Текст научной работы на тему «Персональный миф о флорентийском художнике Леонардо да Винчи в русской литературе XIX-XX вв»

ПЕРСОНАЛЬНЫЙ МИФ О ФЛОРЕНТИЙСКОМ ХУДОЖНИКЕ ЛЕОНАРДО ДА ВИНЧИ В РУССКОЙ ЛИТЕРАТУРЕ Х1Х-ХХ вв.

М.П. Гребнева

Мотив портрета определяет характер персонального мифа о Леонардо да Винчи в русской литературе Х1Х-ХХ вв. Мона Лиза, реальная женщина и возлюбленная живописца, силою искусства превратилась в один из бессмертных символов Флоренции. Мотив портрета позволяет также продемонстрировать связь названного персонального мифа с важнейшими составляющими универсального флорентийского мифа - мотивами прошлого, сада и цветка.

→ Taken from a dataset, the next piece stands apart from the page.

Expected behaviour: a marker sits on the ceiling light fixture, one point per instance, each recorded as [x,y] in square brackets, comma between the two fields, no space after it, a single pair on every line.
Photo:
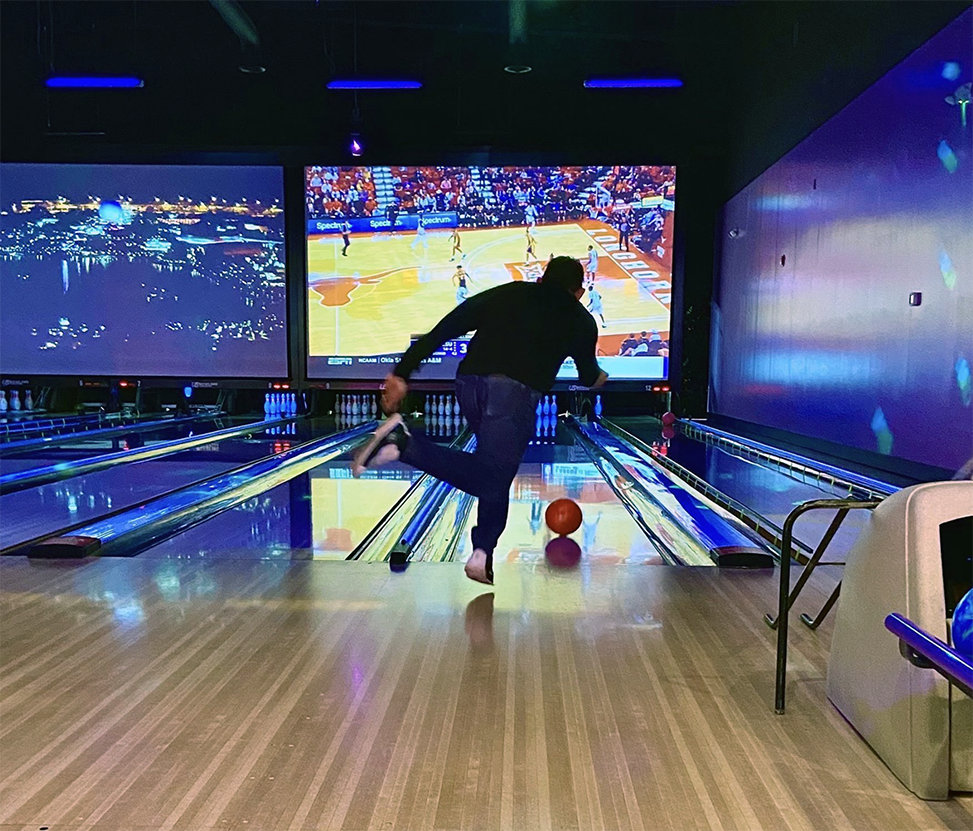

Ключевые слова: портрет, мадонна, глаза, жизнь, вечность.

Зарождение мифа о создателе Джоконды, о Леонардо да Винчи, относится к XIX в., к творчеству Н.В. Гоголя, в частности, к его повести «Портрет». Именно Гоголь охарактеризовал такие важнейшие качества своего портрета, навеянного «Джокондой», как его незаконченность, необыкновенная живость и совершенство. Эти же качества творения Леонардо будут привлекать внимание Д.С. Мережковского, И. Анненского, сестер Цветаевых и других авторов XX в. Еще одно важнейшее свойство, отличающее самое известное творение Леонардо, - это таинственность. «Джоконда» - одно из самых загадочных произведений мирового искусства. Тайна, загадка - это как раз то, что необычайно созвучно представлениям о романтизме во всех его проявлениях. Леонардо, на наш взгляд, счастливо совмещает то, что отличало произведения Анджелико и Боттичелли. Если Фра Беато изобразил страдания, если Боттичелли передал радость, то Леонардо - и радость, и страдания. Ему удалось соединить несоединимое - радость и страдание - и породить особый эффект, особое восприятие его прославленной картины. Э. Шюре писал о том, что взаимоотношения Леонардо и Моны Лизы, а именно они «изображены» на прославленном полотне, были особыми: «Это был не страстный роман в обыденном смысле этого слова, но скорее духовная драма, некий спор и битва между двумя великими душами, которые пытались проникнуть друг в друга и не победить, а быть покоренными» [1].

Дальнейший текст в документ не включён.